Can you pinpoint just one or two of these listed prohibited substances and explain why you think they shouldn’t be there, or what exceptions should be in place for them?
As far as the specifics, I can’t talk about that. I’m not a veterinarian. In principle, we need to have rules that permit the use of legitimate therapeutic medication. Some place, there’s a line between the proper use of therapeutics and the abuse of therapeutics. So much of the racing board’s time, effort and budget is spent policing the use of therapeutic medications, and yet the number of violations of therapeutic medications rules is infinitesimally small in the big picture.
In regards working group meetings that would be done behind closed doors, given the level of public distrust in the sport, wouldn’t it be better to make the process transparent?
The posturing on both sides, whether it’s our side or the regulators’ side, is what creates distrust in this sport. It creates an adversarial situation right from the start. This idea that we’re opponents to the regulators, which is in all these headlines, that’s been created by public transparent meetings, where allegations get made about veterinarians and trainers by regulators, and that’s just wrong.
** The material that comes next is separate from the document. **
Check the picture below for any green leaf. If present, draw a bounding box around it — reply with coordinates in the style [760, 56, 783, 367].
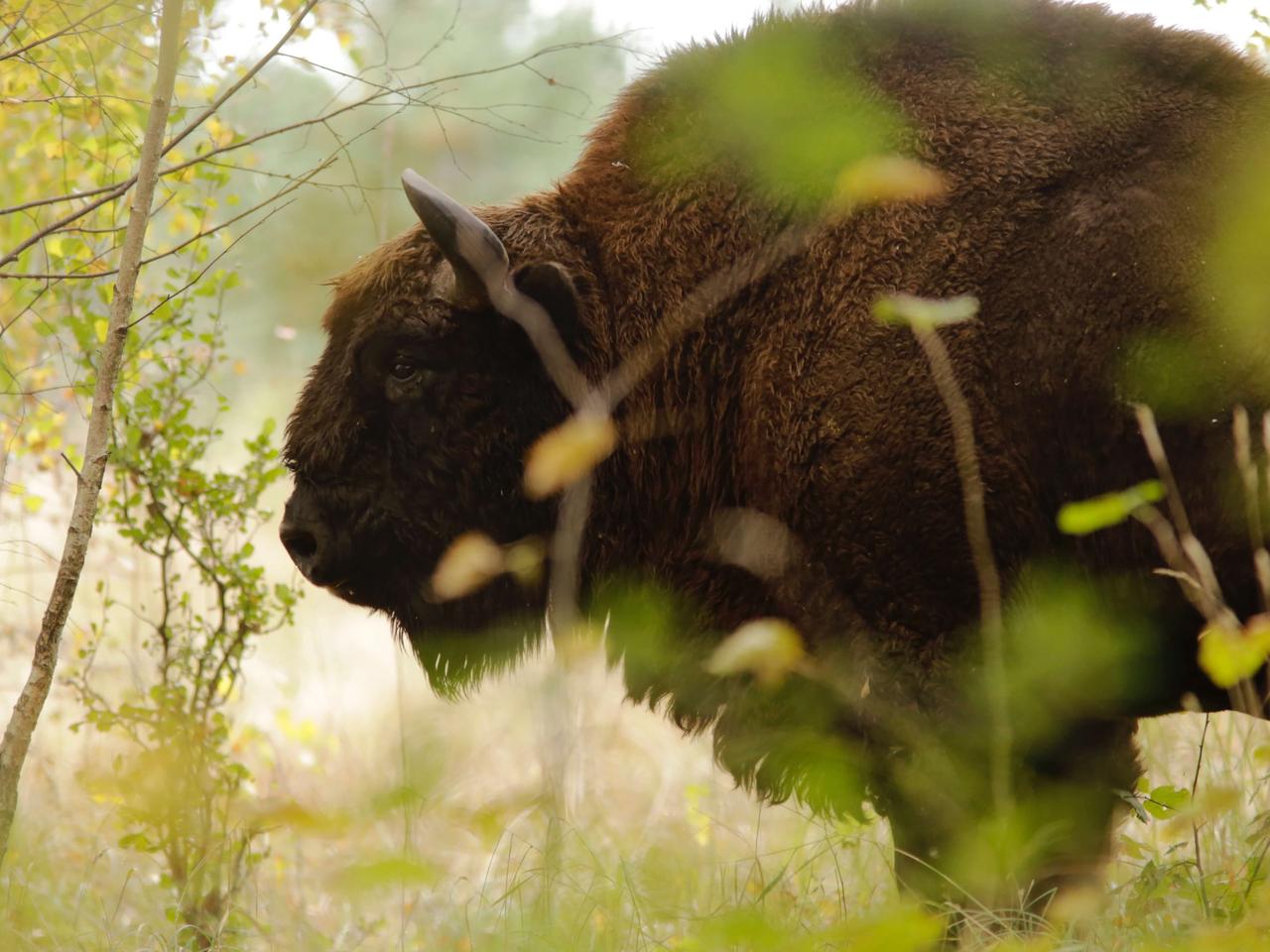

The RMTC is not a transparent process, for example. The public is not at the RMTC meeting — the public wouldn’t understand most of what’s discussed at an RMTC meeting anyway.
So, there’s a political aspect to that, too. This is a long-winded answer to say that there’s transparency, and then there’s transparency. The regulators should tell the various horsemen’s groups, ‘we need to expand OOC testing, and here’s why.’ If we could have got together on the things we’re talking about informally, we probably would already have an OOC testing rule.
This seems as though you’re advocating for as little public input as possible.
By law, public meetings have to be held, and there’s a very good purpose for the public meetings. You never know when a stakeholder or a veterinarian or a regulator is going to step forward with an idea or problem someone else hasn’t thought about.
But you have a system now when everything’s being done in a public meeting with a court recorder, and because of the posturing, you have people who are afraid to participate. Or they take pot-shots at the rule after it’s been passed, attack it in court. That doesn’t help anybody — especially if the cheater has been caught and the rule hasn’t been designed to be truly enforceable. Then, somebody who is well funded can take the whole thing down.
Okay, so what workable, tangible differences to what’s in the proposed rules could you consider being implemented?
We need to conquer the problem about how to determine when a horse is leaving the grounds and where its destination is. I can easily see some kind of methodology in terms of responsibility, some methodology of saying, ‘from this point forward, this horse is under the responsibility of x person.’
To me, that would solve a lot of problems. But I can hear the screams from the roof tops that it’s not practical. Well, isn’t that the fundamental problem? Who is responsible for the horse?
When you’re moving a horse from a secured environment an unsecured environment, that is a super difficult problem to solve, because the people that are cheating, they’re way ahead of us — we don’t think like them. What are we going to do to conquer that? I don’t have that answer.